Architecture des Humeurs/_Matthieu Kavyrchine
Architecture des Humeurs/_Matthieu Kavyrchine
 
D.E.: How did you work with François Roche on a day-to-day basis?

F.J.:
Mathematics is often presented as a kind of solid, unshakable edifice constructed stone by stone and using a form of reasoning that is coherent and inflexible. This image of the discipline is especially widespread in secondary and even higher education. And it is true that a demonstrated theorem is accurate and remains so ‘forever’ – indeed, this is what separates mathematics from the other sciences, for a theory in physics, for example, is often called into question by a new, more modern, more complete theory. This monolithic vision of mathematics, however, is discouraging, not to mention false if one considers the history of the sciences. For the most part, results in science have been the fruit of much trial and error – we end up having a linear view of the process that does not reflect the actual stages of research.

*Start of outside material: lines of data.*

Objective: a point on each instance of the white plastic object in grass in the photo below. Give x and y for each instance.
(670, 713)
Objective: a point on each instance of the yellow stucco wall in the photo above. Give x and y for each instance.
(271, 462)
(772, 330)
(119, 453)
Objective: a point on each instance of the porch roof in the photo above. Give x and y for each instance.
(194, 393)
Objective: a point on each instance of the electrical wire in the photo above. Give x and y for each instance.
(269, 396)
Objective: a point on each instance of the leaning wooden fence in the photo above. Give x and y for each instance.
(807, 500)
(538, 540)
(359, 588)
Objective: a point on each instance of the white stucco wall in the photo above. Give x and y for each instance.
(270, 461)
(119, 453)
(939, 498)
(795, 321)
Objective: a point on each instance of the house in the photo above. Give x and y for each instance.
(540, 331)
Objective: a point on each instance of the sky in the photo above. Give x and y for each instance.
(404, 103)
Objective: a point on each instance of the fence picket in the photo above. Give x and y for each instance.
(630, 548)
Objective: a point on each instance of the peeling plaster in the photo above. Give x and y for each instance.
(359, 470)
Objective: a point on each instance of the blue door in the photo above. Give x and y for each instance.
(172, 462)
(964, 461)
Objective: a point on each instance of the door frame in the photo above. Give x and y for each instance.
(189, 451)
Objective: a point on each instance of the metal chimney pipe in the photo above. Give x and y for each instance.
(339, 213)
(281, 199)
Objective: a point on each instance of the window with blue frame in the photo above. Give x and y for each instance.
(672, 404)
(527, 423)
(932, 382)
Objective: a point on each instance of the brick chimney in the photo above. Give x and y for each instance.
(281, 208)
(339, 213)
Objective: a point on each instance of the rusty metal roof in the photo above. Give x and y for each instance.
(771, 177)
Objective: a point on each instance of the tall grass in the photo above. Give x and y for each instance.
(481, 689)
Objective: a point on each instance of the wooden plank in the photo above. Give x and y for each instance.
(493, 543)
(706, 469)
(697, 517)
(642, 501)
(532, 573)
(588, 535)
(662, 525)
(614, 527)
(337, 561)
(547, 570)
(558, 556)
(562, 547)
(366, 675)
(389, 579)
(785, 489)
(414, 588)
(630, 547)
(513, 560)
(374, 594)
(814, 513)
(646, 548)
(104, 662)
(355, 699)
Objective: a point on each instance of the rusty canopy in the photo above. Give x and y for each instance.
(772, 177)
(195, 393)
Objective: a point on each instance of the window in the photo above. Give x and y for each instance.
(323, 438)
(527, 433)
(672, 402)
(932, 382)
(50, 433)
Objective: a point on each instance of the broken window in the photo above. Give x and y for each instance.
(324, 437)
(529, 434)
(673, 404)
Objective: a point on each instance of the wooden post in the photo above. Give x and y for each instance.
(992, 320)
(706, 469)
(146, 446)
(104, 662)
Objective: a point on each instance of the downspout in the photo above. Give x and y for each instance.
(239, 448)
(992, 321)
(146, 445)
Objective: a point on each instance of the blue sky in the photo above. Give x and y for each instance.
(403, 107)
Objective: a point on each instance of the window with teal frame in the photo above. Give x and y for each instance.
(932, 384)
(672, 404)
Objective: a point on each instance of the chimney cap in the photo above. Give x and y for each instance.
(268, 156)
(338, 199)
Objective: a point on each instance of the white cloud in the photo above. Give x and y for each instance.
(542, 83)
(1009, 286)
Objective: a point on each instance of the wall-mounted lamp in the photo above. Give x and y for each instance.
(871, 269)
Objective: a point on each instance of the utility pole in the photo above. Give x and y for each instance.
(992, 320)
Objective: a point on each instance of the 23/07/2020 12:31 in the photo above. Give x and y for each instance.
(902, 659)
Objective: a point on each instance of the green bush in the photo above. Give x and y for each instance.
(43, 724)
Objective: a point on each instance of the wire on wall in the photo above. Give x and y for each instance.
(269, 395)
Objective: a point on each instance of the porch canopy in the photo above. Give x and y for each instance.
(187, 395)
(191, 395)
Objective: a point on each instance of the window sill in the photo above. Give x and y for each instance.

Even in our own modest approach, we constantly had to go back and forth, both of us attempting to figure out what the other wanted and was capable of.

D.E.: You recently gave a seminar on this project to your colleagues at Jussieu (University of Paris). How did they react?

F.J.:
This kind of subject is somewhat unusual in the field of mathematics, but people in general tend to be rather partial to applications that lie outside what is ordinarily done. They were more sceptical when I suggested we replace the Montparnasse Tower with the tower I presented to them on the screen.